The US will allow its European partners to transfer F-16s to Kiev, according to the Washington Post. Earlier this week, the UK and Netherlands began forming a coalition to send the American-made fighter jets to Ukraine.
A person "familiar with the decision" told the Post that the White House informed its allies it would not block their plans to provide Kiev with F-16s. When Washington sells F-16s, the buyer must agree that the US government can block the planes from being transferred to a third country.
A senior administration official said the plan would include training "on fourth-generation fighter aircraft, including F-16s, to further strengthen and improve the capabilities of the Ukrainian Air Force."
The official continued, "As the training takes place over the coming months, our coalition of countries participating in this effort will decide when to actually provide jets, how many we will provide, and who will provide them," adding, "This training will take place outside Ukraine at sites in Europe and will require months to complete."
According to the officials, training could begin during the coming weeks. Defense officials have previously estimated that Ukrainian pilots could learn how to fly the F-16 in as little as six to nine months. While Colin Kahl, a senior Department of Defense official, told Congress the process will take up to two years and $11 billion for Ukraine to successfully deploy the fighter jet.
The US and UK have already started training a limited number of Ukrainian pilots on Western aircraft.
In January, during a joint press conference with French President Emmanuel Macron, Biden ruled out sending F-16s to Ukraine. Macron said Paris would only be open to transferring fighter jets to Ukraine if Kiev pledged not to carry out attacks on Russian soil.
In his many appeals for more advanced weapons from his Western partners, Ukrainian President Volodymyr Zelensky has pledged not to use the weapons to attack Russian territory. However, that pledge does not extend to the Crimean Peninsula, annexed by Moscow in 2014. Additionally, documents included in the Discord Leaks showed Zelensky was plotting to attack Russia, notwithstanding his many promises.
For several months, Zelensky has demanded F-16s. Biden appears to have changed his mind in the run-up to a Group of Seven (G7) summit in Hiroshima, Japan. The Guardianreported that Washington’s sudden reversal shocked some allies. "Things are moving really fast in Japan. Faster even than we had dared hoped," one European diplomat said.
Zelensky, who will attend the summit, celebrated the news. "I welcome the historic decision of the United States and [Biden] to support an international fighter jet coalition." He tweeted, "This will greatly enhance our army in the sky. I count on discussing the practical implementation of this decision at the G7 summit in Hiroshima."

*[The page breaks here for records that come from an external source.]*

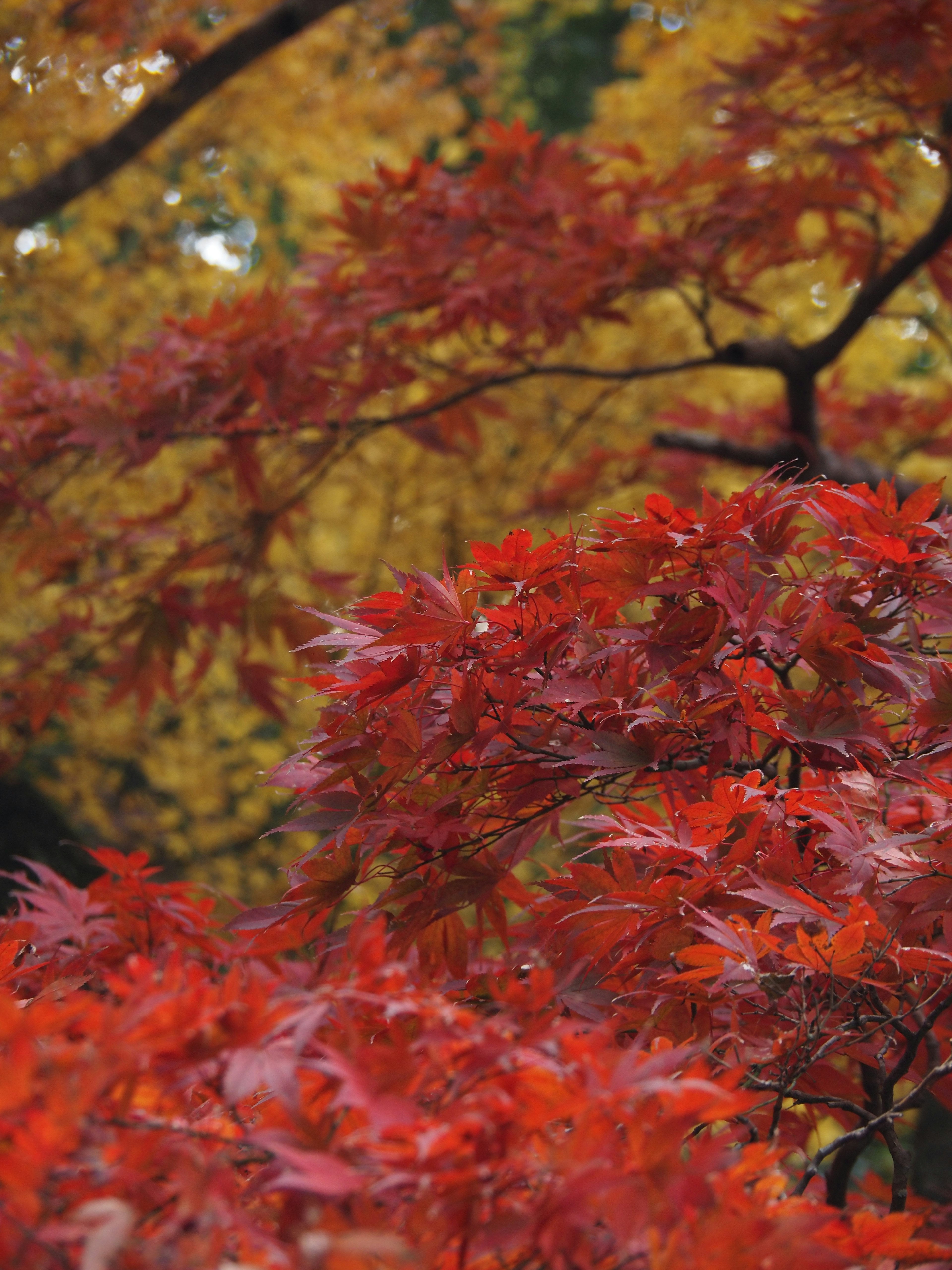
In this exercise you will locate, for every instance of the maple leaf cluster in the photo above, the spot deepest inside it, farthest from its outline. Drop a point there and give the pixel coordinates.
(435, 1052)
(447, 289)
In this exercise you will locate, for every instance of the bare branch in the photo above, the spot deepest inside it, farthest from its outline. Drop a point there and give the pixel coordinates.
(863, 1133)
(88, 169)
(716, 447)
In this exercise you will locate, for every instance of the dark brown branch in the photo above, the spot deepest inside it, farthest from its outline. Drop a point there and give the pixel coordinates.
(88, 169)
(848, 470)
(718, 447)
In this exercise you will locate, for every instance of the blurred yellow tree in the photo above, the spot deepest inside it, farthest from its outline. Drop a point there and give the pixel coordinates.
(235, 199)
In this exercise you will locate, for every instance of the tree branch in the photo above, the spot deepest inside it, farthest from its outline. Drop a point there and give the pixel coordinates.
(716, 447)
(848, 470)
(88, 169)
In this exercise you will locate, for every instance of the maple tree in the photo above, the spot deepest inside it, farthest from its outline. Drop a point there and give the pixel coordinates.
(810, 172)
(647, 1058)
(624, 938)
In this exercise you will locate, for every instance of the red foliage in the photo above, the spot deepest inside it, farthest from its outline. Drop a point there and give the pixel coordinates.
(501, 265)
(619, 1066)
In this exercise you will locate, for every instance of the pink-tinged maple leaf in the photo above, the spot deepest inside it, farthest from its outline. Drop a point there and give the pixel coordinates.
(315, 1172)
(60, 912)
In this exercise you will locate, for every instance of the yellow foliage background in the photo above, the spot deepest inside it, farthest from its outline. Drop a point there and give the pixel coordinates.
(228, 201)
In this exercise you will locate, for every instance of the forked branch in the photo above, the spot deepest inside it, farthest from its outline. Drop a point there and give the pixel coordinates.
(88, 169)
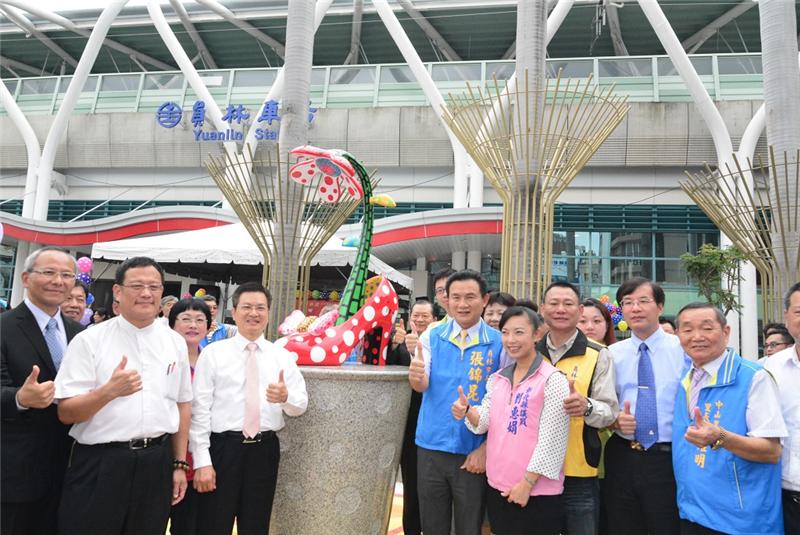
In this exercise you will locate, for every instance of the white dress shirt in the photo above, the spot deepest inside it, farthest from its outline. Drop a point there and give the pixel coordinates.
(785, 368)
(763, 398)
(160, 356)
(219, 391)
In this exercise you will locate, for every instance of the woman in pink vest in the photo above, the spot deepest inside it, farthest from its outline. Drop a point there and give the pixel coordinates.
(528, 430)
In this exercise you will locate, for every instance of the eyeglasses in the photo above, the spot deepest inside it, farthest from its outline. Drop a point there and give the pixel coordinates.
(187, 320)
(644, 301)
(139, 288)
(261, 309)
(51, 274)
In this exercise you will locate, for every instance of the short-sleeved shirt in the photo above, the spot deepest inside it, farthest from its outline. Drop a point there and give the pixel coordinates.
(160, 356)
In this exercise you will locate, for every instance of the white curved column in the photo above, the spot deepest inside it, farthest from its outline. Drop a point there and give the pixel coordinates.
(276, 89)
(59, 126)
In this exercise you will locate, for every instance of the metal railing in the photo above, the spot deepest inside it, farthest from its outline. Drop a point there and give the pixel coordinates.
(641, 78)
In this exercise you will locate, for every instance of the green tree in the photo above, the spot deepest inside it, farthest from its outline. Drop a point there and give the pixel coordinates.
(715, 271)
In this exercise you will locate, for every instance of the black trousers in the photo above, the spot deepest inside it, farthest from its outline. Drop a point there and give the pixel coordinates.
(246, 478)
(111, 490)
(408, 467)
(641, 491)
(542, 514)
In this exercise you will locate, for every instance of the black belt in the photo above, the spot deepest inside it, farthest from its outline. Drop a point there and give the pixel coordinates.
(133, 444)
(263, 435)
(658, 447)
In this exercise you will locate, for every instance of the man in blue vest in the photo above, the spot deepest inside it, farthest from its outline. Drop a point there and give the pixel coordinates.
(726, 434)
(461, 352)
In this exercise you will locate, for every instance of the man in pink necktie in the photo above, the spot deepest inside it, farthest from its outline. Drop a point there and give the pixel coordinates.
(243, 386)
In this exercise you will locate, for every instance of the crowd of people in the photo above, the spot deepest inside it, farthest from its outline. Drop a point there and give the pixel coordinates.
(524, 417)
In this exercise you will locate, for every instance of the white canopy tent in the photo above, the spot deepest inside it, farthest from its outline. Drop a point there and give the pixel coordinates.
(221, 252)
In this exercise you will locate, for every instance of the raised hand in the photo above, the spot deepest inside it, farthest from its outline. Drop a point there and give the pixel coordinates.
(702, 432)
(123, 382)
(277, 392)
(626, 421)
(33, 394)
(460, 405)
(575, 404)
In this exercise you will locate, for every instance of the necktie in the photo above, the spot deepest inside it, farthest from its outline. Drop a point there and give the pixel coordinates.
(252, 403)
(463, 338)
(694, 391)
(54, 342)
(646, 408)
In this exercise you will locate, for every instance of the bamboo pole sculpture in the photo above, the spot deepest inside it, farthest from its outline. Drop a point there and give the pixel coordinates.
(530, 165)
(756, 217)
(258, 195)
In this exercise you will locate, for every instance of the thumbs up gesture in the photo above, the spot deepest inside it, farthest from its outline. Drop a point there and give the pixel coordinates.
(277, 392)
(702, 432)
(460, 405)
(416, 371)
(123, 382)
(33, 394)
(626, 421)
(575, 404)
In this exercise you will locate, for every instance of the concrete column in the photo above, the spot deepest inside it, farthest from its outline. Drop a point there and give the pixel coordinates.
(420, 278)
(474, 260)
(459, 260)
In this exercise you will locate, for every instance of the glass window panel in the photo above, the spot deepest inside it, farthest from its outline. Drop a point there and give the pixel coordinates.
(259, 78)
(352, 75)
(38, 86)
(164, 81)
(624, 269)
(615, 68)
(460, 72)
(120, 82)
(739, 64)
(397, 74)
(630, 244)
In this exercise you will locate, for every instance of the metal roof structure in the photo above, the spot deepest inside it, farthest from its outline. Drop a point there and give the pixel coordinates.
(238, 34)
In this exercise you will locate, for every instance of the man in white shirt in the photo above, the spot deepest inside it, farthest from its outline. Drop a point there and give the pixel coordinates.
(242, 387)
(125, 385)
(785, 368)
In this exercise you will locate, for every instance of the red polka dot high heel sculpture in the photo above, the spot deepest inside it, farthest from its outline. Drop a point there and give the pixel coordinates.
(371, 326)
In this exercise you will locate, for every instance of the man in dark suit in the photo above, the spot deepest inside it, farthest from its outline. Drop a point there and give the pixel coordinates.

The plan to send F-16s to Ukraine marks another significant escalation in Western support for Kiev. When London began training Ukrainian pilots on fighter jets in February, the Kremlin issued a stern warning. “Russia will find a way to respond to any unfriendly steps taken by the British side,” adding, the "next round of escalation" will cause “bloodshed" for the "European continent and the entire world.”